I was just watching the new Conan trailer, and I'm wondering why similar systems are not often used for combat-adventure games.
For example, imagine your character is just some brute with a sword.
- Overhand Slash. Hold down the left mouse button (LMB) and quickly draw the very general figure of a half-heart, (left swing) starting at the enemy's left side, looping up and to the right, or (right swing) starting at the enemy's right side, looping up and to the left. The character will swing the sword down from his left or right shoulder.
- Side Slash. Hold down the LMB and draw a line (left swing) from right of the enemy toward the enemy's midsection, or (right swing) from the left of the enemy toward the enemy's midsection.
- Upward Slash. Hold down the LMB and draw a line from the side and below the enemy toward the enemy's midsection (right or left).
- Overhead Slash. Hold down the LMB and draw a line from above the enemy toward the enemy's midsection.
- Stab. Click the LMB on the section of enemy you wish to strike.
- Slash Block. Hold the RMB and draw a line from the character's midsection to the quadrant or side you wish to block.
- Stab Block. Hold the RMB and draw a line from beside the character toward the character's midsection.
- Punch. Click the RMB on the enemy's midsection. This will punch the enemy with the hilt or dull edge of the character's sword.
- Slam. Hold the RMB and draw a line from above the enemy toward the enemy's midsection. This will slam the pommel onto the enemy's head or body.
What I've just provided is an intuitive system by which a player can perform over 20 melee commands with only the use of a 2-button mouse.
And there are countless ways to augment this system. For example, scrolling up or down on the mousewheel could switch the player's character into magic command mode, by which all the same commands now enact magical, rather than melee, actions. And different weapons could have equally expansive but intuitive draw-command systems.
Not only does this expand and naturalize the user interface, but it provides opportunities to further immerse the character and add new, fun nuances to gameplay.
How much more fun would archery be if, rather than simply clicking a button or holding one to draw the bowstring (and only pretending you feel the tension), you performed a sweeping draw move that mimicked the real movement of an archer drawing an arrow from his quiver, nocking it and letting fly?
And what if a gamer playing a magician had to learn to keep calm during frantic battles, because the command for his fireball spell is a drawn spiral and larger spirals mean larger fireballs (at a greater cost of mana)? As an unexperienced player, he would waste precious mana because the situation was intense and he lost focus. An experienced player, like an experienced adventurer in real life, would know the value of maintaining focus. This would certainly appeal to competitive and achievement-oriented gamers, and a system that wasn't unduly harsh would appeal to more relaxed, self-paced gamers as well.

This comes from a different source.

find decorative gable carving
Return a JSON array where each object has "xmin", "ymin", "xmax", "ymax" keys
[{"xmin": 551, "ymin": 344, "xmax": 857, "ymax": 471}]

Basically, I see draw-command systems (DCS) as a wonderland of opportunity for all sorts of games, and it's a shame they're not taken advantage of more often.
I realize that accuracy of the player's draw movements (their accordance with the ideal symbol...and thereby the game's ability to recognize the player's commands) is a concern, so that's why the movements I suggested above allow for a wide range of error on the player's part. Great precision shouldn't be expected of the player.
Also, though DCS would be harder to implement on consoles, with a smaller range of possible commands and wholly different needs for accuracy, I think console games could make use of such systems as well.
Their are a handful of Flash games released recently that have a similar control mechanism, you can look them up through Jay Is Games. The problem is that the precision required in some of these gestural interfaces is extremely demanding considering the strain that a prolonged, held click has on the inner-hand muscles. Wii have a better a approach. Mouse interfaces are really ideal for pointing.